El mal de Samsa


Del mal de Samsa se han escrito más conjeturas que hechos comprobados. Las investigaciones fracasan, las falacias se multiplican, cunde el pánico. Ayer mismo se reportó el asesinato de otro enfermo: lo quemaron vivo en su propia habitación.

“Alternos” es el eufemismo que se ha extendido para nombrarlos. “Queman vivo a un alterno”, decía la nota del periódico. Llámenlos como quieran.

Si el mal es contagioso, no sabemos. Algunos le atribuyen una raíz genética, una letra equivocada en el código celular. Proteínas que responden al error y derivan en patas y caparazón lo que deberían ser los brazos, las piernas y la piel. Los que esto sugieren no explican por qué el mal se manifiesta en edades tardías, nunca antes de la adolescencia, ni por qué la transformación sucede siempre en un lapso de horas, mientras las víctimas duermen. ¿Pero es que nadie va a responder estas preguntas?

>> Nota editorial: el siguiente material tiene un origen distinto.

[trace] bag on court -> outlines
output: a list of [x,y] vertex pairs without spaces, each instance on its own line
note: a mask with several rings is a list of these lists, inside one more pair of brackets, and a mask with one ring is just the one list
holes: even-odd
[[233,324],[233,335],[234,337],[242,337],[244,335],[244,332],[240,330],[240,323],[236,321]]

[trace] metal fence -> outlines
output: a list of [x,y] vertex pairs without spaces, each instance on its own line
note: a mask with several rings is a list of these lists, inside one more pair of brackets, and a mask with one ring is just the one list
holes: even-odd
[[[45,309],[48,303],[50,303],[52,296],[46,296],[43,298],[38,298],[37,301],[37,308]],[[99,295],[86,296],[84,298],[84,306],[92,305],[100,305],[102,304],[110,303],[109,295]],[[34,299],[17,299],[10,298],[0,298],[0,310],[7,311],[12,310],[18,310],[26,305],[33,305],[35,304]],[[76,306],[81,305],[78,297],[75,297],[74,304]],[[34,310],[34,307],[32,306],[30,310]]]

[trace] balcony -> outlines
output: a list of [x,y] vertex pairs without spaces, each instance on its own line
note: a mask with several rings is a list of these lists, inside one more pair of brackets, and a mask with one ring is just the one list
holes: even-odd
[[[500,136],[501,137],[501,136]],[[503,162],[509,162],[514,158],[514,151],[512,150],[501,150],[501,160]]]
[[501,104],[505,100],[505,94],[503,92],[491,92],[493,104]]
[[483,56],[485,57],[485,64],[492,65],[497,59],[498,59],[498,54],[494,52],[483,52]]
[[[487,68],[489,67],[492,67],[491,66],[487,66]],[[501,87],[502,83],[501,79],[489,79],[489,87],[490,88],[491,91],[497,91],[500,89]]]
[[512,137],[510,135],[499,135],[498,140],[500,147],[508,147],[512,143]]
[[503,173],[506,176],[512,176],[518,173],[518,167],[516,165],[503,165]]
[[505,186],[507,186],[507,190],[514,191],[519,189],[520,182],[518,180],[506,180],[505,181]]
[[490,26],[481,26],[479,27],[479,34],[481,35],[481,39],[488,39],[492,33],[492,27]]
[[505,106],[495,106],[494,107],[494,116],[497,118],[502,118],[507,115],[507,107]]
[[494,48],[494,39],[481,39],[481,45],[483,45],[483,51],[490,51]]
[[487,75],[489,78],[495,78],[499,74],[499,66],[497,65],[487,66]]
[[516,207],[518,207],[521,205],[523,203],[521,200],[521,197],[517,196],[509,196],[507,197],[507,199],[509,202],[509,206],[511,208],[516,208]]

El siguiente podrías ser tú. O yo. Un día nos despertamos en nuestra cama y somos otros, somos “alternos”. Y quienes deberían defendernos, tu esposa y tus hermanos, o mis padres, dejan pasar a la multitud armada. Ahora estás pensando y no los culpas. ¿No harías tú lo mismo, cuando no pudieras reconocer más al hombre bajo la apariencia (y quién dice que es sólo la apariencia) del animal?

El mal de Samsa no tiene cura. Esto lo sabemos. Y conocemos un par de cosas más. Que los alternos no viven mucho, que los mata un resfriado. Certezas al fin, a las cuales aferrarse en el océano de las probabilidades.